The web page of the ABPress based in Oxford and Sibiu, soon open for business: muses and misspells on its books. Randomly decrepit, stiff joints, possibly neo-bankrupt: so out of touch it needs help, but so analogue it cannot be helped. Nonetheless temperamentally enthusiastic, moderately irascible.
ALBION is an old word for England; BEATNIK is an American slang and constructed word for AN ATTITUDE OF MIND, introduced by JACK KEROUAC in 1948 (he claimed from the word ‘beatific’).
In June the first 12 books in the American Retro series are to be published :-
America witnessed great social transition between the end of the American Civil War and the beginning of the First World War. The pioneering days of the open American frontier gave way to the suburban, skyscraper sprawl of inner city life. Depictions of rural idyll and its regional traditions of local colour writing were carried forward, but a metropolitan mode of an unforeseen scale was introduced to its literature as well. Descriptions of urbanity and culture, but also claustrophobic poverty, social distress and a new politics came with this vast lifestyle.
In September, the first 12 books in the British Retro series are to be published :-
The early 1900s use of ‘highbrow’, ‘middlebrow’ and ‘lowbrow’ to denote literature may not have mirrored Britain’s class system exactly, but do suggest its hierarchy. Thorstein Veblen’s book The Theory of the Leisured Class, published in 1899, introduced the concept of ‘conspicuous consumption’: he was critical of William Morris, whose “limp vellum fitted with thongs” grandstanded obsoletism. The rampant aestheticism of Paget and Wilde and the artisan virtue signalling of Ruskin and Morris were met by a combination of the profit and loss of the abacus and aesthetic judgement that rejoiced in feeding the five thousand rather than just the disciples. The publishing that emerged was strongly utilitarian and is the high tide moment of Britain’s book trade.
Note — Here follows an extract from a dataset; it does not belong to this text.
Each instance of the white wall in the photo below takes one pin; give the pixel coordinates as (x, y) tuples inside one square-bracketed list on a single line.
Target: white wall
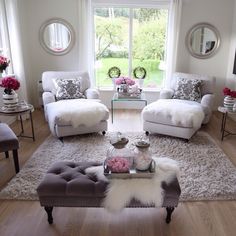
[(220, 14), (33, 13)]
Albion Beatnik Press published SARAH GILLESPIE’s first collection of poetry at the end of 2016: Queen Ithaca Blues. Sarah tours often, do catch her in concert, for Sarah is simply the best singer songwriter in the U.K. at the moment. She has recorded four studio albums now, each hast received widespread critical acclaim and much radio airplay on various BBC stations, also on public radio in America; she appears on stuff like Woman’s Hour as well (a bit gobby). She combines demotic, raw beat poetry lyric with a wacky and individual musical style that nods to jazz and to folk. Sarah tours often in Europe and the United Sates. As with her lyrics, Sarah’s poetry bristles with brio. Caroline Bird describes Sarah’s poetry as “bright with horror and stricken with laughter,” and that gets it just right. This is the stuff of real life. A film of some of her poems will be made this summer.